Comparisons? This canonic repertoire boasts more than a few canonic interpretations—Schnabel’s revelatory musicality, Rubinstein’s aristocratic poise, Serkin’s modest edginess, and the lofty humanism of Backhaus come immediately to mind. Let me put it this way, without any denigration of artists whom I respect and admire immensely: listening to two recent wonderful Beethoven cycles, those of Plentnev with Gansch and the Russian National O (DG) and Goode with Fischer and the Budapest Festival O (Nonesuch), I hear the glorious recent past, ripe, insightful, often brilliant, immensely pleasurable; listening to Ronald Brautigam, Andrew Parrott, and the Norrköping SO, I hear the future.
FANFARE: Patrick Rucker
Ronald Brautigam is an excellent Beethoven pianist, and he turns in a performance of the Second concerto's solo part that's as lively and attractive as anyone has yet recorded on a modern instrument. It's especially nice to hear the finale taken at a tempo that permits all of the main theme's rhythmic bounce to register without it ever sounding breathless or frantic. The same holds true of the Rondo in B-flat, the Second concerto's original finale. Indeed, the only caveat in these performances concerns the slow movements, where Andrew Parrott, evidently with the acquiescence of his soloist, encourages the orchestra to indulge in that dry, vibrato-less string tone that is the very opposite of stylishness (and utterly contrary to what their own sources say about sustained lyrical music in slow tempos).

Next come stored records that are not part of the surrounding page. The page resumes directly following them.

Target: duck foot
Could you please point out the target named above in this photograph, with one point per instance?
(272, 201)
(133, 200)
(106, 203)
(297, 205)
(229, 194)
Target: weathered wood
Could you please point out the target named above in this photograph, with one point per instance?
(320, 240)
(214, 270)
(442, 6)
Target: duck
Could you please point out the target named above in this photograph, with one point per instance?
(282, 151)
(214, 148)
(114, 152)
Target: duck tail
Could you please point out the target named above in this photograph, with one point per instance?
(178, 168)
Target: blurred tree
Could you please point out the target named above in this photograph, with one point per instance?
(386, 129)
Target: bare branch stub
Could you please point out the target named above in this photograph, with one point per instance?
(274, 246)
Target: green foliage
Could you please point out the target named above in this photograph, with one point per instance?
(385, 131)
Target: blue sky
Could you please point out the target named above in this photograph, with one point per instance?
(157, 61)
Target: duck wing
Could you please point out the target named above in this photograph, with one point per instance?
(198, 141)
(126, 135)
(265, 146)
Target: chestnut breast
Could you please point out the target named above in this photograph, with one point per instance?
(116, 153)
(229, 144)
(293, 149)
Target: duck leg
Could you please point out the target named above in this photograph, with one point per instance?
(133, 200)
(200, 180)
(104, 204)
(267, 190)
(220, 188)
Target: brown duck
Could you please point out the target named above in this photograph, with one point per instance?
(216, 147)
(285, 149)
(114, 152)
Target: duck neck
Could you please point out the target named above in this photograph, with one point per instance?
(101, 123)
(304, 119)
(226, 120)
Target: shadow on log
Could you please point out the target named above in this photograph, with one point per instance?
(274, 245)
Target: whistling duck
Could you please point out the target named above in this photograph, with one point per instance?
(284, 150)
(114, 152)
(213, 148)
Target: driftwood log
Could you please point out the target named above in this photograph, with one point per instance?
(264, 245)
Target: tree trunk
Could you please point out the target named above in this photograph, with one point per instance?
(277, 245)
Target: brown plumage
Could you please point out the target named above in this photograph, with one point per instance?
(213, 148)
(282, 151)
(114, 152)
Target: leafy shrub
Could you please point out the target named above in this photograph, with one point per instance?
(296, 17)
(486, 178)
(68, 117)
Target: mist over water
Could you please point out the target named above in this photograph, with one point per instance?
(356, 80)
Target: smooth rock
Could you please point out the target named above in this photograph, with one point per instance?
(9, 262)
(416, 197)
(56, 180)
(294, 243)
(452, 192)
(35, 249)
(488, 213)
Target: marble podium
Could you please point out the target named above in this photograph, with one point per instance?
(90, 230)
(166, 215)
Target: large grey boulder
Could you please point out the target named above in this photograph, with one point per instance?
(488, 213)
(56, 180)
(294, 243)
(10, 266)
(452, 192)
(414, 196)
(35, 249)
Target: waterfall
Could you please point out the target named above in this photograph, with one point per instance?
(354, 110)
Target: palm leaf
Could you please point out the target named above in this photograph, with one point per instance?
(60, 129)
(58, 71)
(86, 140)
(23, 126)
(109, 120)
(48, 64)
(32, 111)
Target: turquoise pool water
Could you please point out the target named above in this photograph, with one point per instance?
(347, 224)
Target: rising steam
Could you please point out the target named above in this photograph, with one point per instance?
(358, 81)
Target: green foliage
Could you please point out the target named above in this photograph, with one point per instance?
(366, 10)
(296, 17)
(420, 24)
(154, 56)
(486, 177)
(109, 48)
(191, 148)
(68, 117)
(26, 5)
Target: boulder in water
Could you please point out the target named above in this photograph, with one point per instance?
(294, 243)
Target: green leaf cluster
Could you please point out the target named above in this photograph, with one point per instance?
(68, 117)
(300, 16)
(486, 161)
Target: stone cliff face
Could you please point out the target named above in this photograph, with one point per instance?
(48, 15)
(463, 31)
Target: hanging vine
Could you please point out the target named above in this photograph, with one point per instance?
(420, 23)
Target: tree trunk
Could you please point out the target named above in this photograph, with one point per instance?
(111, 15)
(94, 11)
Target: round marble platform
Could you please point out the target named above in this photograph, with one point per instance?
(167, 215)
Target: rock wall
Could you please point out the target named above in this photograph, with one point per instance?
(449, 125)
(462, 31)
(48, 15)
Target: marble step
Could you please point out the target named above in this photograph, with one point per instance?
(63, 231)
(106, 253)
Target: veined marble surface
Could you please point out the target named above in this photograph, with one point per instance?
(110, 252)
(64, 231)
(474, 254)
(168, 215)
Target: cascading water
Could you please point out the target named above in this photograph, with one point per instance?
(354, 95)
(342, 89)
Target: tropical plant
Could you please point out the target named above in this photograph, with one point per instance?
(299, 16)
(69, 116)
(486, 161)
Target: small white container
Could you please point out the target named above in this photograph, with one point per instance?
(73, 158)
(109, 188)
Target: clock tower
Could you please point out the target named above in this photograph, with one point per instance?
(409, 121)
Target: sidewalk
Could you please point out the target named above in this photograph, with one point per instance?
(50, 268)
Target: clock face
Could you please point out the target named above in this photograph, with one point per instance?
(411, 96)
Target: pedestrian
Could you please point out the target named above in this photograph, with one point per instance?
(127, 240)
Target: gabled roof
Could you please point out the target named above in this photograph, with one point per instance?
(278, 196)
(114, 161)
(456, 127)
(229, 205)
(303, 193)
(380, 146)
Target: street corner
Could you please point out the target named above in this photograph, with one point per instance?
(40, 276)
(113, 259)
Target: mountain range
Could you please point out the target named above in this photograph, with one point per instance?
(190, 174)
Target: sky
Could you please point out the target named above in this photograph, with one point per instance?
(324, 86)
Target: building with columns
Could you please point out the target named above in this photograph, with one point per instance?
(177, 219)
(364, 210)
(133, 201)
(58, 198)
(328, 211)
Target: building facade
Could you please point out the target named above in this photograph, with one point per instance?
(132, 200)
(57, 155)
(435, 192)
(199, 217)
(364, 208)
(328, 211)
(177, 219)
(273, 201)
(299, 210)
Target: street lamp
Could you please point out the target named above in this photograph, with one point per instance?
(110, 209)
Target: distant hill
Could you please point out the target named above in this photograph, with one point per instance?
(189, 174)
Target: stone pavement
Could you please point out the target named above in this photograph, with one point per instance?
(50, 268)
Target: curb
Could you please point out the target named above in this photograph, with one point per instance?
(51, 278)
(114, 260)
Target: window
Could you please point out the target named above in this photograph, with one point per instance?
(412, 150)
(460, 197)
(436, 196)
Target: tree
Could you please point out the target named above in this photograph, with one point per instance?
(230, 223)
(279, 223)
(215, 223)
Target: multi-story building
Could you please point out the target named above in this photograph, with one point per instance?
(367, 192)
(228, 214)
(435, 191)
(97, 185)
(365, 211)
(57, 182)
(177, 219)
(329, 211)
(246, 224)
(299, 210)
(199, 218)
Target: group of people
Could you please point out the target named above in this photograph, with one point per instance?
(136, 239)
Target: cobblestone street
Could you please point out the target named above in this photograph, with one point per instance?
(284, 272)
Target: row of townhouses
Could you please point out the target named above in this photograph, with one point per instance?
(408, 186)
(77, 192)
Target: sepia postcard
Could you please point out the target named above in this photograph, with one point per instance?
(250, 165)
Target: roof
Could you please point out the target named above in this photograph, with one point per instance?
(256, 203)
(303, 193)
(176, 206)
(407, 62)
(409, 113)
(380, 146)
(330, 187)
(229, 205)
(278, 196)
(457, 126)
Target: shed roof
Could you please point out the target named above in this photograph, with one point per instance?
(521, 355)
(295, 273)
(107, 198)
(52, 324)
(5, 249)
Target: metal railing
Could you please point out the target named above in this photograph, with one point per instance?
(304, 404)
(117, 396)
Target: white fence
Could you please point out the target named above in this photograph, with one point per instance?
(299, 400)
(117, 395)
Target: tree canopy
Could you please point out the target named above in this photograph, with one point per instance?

The E-flat concerto is an early work in Mozartian style, here very nicely reconstructed by Brautigam from the existing piano score. Indications of scoring in the keyboard part point to an orchestra of strings, two flutes, and two horns, a very unusual combination, and I'm not convinced that two oboes ought not to have been added as a matter of course. Still, there's no denying the distinctive tone color that the absence of double reeds gives the work's overall sonority, and it would be hard to imagine a more sympathetic performance than this one (never mind Parrott and his scratchy strings). I look forward to further releases in this (so far) very rewarding edition.